For provider-agnostic cache lifecycle operations, both wrappers implement AnySchemaCache:
use krafka::schema_registry::{AnySchemaCache, CachedSchemaRegistry, SchemaId};
async fn reset_and_prewarm(cache: &dyn AnySchemaCache<Id = SchemaId>) -> krafka::Result<()> {
cache.invalidate_all();
cache.warm_cache(&[1, 2, 3]).await
}
Confluent Schema Registry HTTP Client
Enable the schema-registry feature to use the built-in HTTP client:
[dependencies]
krafka = { version = "0.12.0", features = ["schema-registry"] }
Basic Usage
use krafka::schema_registry::{
ConfluentSchemaRegistry, CachedSchemaRegistry, SchemaType,
encode_wire_format, decode_wire_format,
};
// Create and cache the client
let client = ConfluentSchemaRegistry::new("http://localhost:8081");
let registry = CachedSchemaRegistry::new(client);
// Register a schema
let schema_id = registry.register_schema(
"orders-value",
r#"{"type":"record","name":"Order","fields":[{"name":"id","type":"string"}]}"#,
SchemaType::Avro,
&[],
).await?;
// Encode with wire format
let avro_bytes = serialize_order(&order);
let wire_bytes = encode_wire_format(schema_id, &avro_bytes);
producer.send("orders", Some(b"key"), &wire_bytes).await?;
// Decode from wire format
let records = consumer.poll(Duration::from_secs(1)).await?;
for record in &records {
if let Some(value) = &record.value {
let (id, payload) = decode_wire_format(value)?;
let schema = registry.get_schema_by_id(id).await?;
let order = deserialize_order(payload, &schema.schema);
}
}
Authentication
use krafka::schema_registry::ConfluentSchemaRegistry;
// Basic auth
let client = ConfluentSchemaRegistry::builder()
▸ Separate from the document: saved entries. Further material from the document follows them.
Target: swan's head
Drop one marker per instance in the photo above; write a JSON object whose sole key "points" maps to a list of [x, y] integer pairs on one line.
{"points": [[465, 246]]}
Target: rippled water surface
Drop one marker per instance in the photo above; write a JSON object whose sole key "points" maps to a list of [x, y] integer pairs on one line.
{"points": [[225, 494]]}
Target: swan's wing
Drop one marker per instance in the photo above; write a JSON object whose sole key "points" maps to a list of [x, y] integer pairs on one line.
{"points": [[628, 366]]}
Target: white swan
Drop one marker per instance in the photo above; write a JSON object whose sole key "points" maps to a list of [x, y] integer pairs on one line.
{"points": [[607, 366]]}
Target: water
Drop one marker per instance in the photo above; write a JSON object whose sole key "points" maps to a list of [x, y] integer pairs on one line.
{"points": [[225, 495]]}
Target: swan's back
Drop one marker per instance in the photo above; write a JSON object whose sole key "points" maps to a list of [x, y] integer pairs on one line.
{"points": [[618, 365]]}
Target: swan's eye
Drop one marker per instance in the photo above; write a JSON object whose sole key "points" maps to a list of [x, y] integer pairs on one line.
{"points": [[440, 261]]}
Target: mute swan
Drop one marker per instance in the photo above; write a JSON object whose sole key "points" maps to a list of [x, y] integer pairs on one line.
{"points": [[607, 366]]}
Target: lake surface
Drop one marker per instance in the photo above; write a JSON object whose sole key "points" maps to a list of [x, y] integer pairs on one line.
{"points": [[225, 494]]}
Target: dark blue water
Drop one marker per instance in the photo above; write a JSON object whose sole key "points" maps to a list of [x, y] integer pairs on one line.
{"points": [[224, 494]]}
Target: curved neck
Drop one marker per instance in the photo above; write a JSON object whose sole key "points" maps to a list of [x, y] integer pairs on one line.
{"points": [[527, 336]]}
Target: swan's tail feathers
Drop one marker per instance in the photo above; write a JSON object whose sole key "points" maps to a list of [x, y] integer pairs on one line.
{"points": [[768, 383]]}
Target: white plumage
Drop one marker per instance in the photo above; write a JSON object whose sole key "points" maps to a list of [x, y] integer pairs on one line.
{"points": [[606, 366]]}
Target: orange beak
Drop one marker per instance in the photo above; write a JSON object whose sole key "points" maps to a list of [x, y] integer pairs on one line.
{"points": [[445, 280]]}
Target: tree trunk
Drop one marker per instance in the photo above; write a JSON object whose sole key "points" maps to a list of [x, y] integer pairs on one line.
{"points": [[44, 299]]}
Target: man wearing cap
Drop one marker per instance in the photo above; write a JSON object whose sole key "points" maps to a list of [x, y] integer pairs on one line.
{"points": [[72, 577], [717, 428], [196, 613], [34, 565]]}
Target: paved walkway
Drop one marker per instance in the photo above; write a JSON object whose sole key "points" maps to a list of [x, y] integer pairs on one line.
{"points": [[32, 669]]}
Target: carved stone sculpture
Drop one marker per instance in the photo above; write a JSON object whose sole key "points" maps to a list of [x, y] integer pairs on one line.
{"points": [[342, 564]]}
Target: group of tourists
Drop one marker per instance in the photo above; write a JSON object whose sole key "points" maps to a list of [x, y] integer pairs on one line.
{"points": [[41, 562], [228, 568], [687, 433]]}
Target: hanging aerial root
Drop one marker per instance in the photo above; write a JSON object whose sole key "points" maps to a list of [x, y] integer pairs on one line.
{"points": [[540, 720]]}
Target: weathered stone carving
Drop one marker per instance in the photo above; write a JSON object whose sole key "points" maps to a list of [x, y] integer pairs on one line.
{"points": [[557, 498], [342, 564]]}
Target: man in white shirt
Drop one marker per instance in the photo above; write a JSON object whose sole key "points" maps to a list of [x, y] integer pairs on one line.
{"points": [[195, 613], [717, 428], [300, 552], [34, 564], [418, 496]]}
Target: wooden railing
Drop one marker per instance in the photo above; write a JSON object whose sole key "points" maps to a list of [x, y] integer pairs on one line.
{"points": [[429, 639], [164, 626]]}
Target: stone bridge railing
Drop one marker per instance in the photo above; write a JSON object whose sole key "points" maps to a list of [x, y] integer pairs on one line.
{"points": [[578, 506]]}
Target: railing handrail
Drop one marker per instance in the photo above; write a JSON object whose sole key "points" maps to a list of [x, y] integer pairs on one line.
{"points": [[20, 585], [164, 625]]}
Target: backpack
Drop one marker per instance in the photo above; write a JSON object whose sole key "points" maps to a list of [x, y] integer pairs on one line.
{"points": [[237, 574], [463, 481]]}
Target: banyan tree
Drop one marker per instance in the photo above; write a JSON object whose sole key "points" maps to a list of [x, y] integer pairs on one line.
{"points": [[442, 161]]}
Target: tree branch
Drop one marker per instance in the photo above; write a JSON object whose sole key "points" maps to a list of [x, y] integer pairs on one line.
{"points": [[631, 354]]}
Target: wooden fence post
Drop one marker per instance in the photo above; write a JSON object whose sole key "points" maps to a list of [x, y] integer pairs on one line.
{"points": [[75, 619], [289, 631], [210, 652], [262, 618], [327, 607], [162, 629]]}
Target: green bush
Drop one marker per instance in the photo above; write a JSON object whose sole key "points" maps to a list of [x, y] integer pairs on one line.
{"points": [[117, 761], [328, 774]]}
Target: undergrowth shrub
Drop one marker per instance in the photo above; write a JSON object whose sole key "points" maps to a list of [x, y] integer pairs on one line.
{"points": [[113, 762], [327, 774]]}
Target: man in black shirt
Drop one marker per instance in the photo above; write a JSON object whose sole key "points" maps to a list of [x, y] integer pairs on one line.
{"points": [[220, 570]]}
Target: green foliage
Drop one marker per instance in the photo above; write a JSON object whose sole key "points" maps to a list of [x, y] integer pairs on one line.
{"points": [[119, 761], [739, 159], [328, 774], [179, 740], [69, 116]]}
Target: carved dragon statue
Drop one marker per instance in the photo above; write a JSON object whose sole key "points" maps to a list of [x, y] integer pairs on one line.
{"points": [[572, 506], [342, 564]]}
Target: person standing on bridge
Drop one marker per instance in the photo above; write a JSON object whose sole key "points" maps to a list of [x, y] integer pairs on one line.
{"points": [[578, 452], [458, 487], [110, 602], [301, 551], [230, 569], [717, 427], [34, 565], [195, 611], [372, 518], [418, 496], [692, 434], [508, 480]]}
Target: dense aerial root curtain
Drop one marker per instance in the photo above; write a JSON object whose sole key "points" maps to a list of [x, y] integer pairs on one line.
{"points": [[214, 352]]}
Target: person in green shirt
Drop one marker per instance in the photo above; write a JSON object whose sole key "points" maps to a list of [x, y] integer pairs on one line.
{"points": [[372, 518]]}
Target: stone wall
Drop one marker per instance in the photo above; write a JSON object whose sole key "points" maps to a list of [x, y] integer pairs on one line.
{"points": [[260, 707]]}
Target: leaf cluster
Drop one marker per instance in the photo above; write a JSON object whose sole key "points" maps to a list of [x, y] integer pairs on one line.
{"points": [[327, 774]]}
.url("https://registry.example.com")
.basic_auth("user", "password")
.build()?;
// Bearer token
let client = ConfluentSchemaRegistry::builder()
.url("https://registry.example.com")
.bearer_token("my-jwt-token")
.build()?;
// Custom timeout
let client = ConfluentSchemaRegistry::builder()
.url("http://localhost:8081")
.request_timeout(Duration::from_secs(10))
.build()?;
Additional Operations
The HTTP client provides extra methods beyond the trait:
// Check schema compatibility (supports references)
let compatible = client.check_compatibility(
"orders-value",
&new_schema,
SchemaType::Avro,
&[], // pass SchemaReference values if the schema has dependencies
).await?;
// List all subjects
let subjects = client.get_subjects().await?;
// List all versions of a subject
let versions = client.get_versions("orders-value").await?;
// Delete a subject (soft-delete)
let deleted = client.delete_subject("orders-value", false).await?;
// Delete a subject (permanent hard-delete)
let deleted = client.delete_subject("orders-value", true).await?;
Schema References
For schemas with dependencies (e.g., Protobuf imports, Avro references), pass SchemaReference values when registering:
use krafka::schema_registry::{SchemaReference, SchemaType};
let refs = vec![
SchemaReference::new("com.example.Address", "address-value", 1),
];
let id = registry.register_schema(
"order-value",
&order_schema,
SchemaType::Avro,
&refs,
).await?;
Using with CompactedTable
CompactedTable stores key-value pairs as Bytes. When the values are Confluent wire-format encoded, use decode_wire_format_bytes() for zero-copy decoding:
use krafka::consumer::CompactedTopicConsumer;
use krafka::schema_registry::{
decode_wire_format_bytes, CachedSchemaRegistry, ConfluentSchemaRegistry,
};
// Set up the schema registry client with caching
let registry = CachedSchemaRegistry::new(
ConfluentSchemaRegistry::new("http://localhost:8081"),
);
// Build and start the compacted topic consumer
let ctc = CompactedTopicConsumer::builder()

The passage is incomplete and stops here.